美味しくないけど食べたくなる味

 都心にある本社で働いていたとき、会社近くの小さなラーメン屋へ足しげく通っていた。濃厚でもあっさりとした豚骨醤油のスープに、縮れた麺の組合は他店にない個性であった。午後に向けての栄養補給に、遅くまで残業する時の気合注入の時にお世話になったものだ。

 勤務先が今のところに変わり、そのラーメン屋からすっかり離れてしまった。時折、本社に行く用事はあっても、タイミングの都合もあり食べる機会がなかった。食べられないのは名残惜しかったが、そこまでの強い思い入れはなかったはずだった。

 ところが最近になって、無性にそのラーメンが食べたくなった。何となく、コロナ禍で閉店してしまうかもという危惧もあったからだ。久しぶりに本社に向かう用事があったので、その帰りにラーメン屋に立ち寄った。麺を口に入れると、あまり美味しくなかった。それでも、無性に食べたくなったあの味に違いなかった。

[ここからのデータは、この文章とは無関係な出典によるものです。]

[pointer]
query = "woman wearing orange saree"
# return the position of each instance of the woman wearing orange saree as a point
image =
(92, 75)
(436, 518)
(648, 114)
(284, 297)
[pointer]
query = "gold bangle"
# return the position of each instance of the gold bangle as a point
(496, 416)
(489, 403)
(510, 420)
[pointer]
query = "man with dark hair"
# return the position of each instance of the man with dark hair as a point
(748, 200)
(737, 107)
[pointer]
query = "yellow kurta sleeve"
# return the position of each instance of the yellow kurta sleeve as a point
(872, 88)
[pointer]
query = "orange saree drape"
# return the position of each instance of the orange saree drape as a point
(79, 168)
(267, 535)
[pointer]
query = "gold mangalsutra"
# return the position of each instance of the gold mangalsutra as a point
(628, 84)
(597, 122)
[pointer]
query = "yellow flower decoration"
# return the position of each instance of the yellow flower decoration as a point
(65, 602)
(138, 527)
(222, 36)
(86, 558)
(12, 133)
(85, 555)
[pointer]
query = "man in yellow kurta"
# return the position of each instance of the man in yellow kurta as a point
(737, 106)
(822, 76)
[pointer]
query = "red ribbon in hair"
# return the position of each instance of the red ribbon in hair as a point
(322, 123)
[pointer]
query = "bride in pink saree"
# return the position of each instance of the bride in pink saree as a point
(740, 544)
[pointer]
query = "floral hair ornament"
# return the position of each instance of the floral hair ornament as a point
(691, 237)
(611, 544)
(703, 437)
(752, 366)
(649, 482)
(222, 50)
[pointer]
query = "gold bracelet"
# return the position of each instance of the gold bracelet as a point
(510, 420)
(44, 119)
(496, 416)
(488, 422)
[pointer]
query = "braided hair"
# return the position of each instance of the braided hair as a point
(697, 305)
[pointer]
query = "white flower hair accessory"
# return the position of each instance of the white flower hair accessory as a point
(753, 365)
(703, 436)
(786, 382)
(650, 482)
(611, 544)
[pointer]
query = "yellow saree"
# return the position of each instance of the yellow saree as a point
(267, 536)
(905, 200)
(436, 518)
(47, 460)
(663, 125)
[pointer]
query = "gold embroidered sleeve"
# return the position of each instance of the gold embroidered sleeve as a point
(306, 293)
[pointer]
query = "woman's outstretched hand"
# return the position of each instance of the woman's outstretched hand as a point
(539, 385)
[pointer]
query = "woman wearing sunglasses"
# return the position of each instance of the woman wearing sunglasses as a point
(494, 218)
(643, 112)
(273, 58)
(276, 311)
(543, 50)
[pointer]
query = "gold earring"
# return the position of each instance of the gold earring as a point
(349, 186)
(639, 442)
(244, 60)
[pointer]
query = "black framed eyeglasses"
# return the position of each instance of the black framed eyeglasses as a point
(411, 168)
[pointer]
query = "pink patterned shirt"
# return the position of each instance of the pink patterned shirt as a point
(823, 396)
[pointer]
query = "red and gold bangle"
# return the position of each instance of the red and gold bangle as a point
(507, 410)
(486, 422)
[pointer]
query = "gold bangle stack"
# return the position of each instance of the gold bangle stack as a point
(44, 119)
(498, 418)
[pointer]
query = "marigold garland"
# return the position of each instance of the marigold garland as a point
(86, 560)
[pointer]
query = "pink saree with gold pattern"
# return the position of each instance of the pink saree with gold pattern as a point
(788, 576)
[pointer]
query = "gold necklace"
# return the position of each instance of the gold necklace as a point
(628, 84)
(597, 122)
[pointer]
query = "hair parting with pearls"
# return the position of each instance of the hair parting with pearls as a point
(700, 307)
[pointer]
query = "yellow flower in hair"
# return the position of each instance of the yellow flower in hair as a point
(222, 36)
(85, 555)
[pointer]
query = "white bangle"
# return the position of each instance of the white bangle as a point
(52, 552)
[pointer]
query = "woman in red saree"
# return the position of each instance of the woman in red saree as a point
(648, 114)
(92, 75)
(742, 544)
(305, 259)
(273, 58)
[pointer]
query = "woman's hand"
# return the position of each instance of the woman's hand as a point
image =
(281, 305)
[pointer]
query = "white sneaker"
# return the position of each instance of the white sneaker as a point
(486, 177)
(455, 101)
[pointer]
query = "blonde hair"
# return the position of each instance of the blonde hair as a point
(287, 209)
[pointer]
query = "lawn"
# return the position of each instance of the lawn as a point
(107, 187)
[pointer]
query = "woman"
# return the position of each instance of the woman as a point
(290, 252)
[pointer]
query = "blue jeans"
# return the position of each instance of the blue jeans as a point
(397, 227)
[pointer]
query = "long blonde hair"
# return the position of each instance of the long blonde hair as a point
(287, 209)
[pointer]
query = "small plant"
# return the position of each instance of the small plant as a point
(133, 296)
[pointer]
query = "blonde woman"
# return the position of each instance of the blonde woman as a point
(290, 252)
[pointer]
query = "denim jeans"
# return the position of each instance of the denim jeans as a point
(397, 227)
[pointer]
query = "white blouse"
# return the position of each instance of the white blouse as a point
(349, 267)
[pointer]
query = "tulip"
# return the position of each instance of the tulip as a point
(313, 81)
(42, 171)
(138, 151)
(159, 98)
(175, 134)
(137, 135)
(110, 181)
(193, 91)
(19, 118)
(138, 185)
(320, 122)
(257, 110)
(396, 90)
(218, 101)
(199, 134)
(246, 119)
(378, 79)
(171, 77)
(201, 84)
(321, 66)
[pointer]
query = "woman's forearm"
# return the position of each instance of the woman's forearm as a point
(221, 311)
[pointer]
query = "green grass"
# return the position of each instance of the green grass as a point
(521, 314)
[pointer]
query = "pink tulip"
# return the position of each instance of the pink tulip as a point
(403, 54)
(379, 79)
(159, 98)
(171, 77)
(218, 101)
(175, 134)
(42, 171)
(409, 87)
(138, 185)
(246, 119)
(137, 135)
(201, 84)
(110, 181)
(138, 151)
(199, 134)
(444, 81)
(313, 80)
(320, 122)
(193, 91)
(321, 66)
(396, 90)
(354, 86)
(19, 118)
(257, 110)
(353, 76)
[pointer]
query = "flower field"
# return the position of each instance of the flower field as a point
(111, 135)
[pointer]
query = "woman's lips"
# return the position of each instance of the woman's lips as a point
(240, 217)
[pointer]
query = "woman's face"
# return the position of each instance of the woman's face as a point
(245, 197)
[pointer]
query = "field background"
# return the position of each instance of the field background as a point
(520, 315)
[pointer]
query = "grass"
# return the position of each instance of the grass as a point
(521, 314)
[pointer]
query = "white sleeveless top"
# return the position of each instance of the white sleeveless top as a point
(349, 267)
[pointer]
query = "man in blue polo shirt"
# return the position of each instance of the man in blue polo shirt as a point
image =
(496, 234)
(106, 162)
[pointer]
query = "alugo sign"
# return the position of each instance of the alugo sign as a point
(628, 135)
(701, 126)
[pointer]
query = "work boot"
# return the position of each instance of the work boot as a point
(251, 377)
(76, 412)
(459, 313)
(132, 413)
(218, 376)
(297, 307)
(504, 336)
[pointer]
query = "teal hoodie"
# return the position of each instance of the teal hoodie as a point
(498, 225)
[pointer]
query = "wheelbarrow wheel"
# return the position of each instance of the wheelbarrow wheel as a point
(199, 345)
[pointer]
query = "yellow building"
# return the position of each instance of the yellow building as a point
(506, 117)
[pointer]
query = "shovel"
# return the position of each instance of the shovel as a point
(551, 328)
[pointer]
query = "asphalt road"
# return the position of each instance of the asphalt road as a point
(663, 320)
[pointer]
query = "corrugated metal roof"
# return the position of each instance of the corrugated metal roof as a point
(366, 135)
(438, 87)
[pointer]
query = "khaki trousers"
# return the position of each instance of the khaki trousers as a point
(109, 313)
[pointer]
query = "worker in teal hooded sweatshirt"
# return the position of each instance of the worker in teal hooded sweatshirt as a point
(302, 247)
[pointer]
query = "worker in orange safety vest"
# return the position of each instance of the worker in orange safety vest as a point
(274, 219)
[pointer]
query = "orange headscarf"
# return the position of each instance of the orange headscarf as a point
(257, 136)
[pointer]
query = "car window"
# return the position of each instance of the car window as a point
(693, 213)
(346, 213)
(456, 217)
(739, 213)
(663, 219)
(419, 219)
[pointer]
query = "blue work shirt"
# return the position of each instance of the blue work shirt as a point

 このような、じっくり味わうと美味しくないけど、なぜか食べたくなる味は他もある。駅のホーム上で食べるくたくたの立ち食いそば、山頂で食べる原型を留めないほど潰れている菓子パンは、よく考えなくても美味しくない。それでも食べてる時は心地よく、また繰り返したいと思うのだ。

この記事が気に入ったらサポートをしてみませんか?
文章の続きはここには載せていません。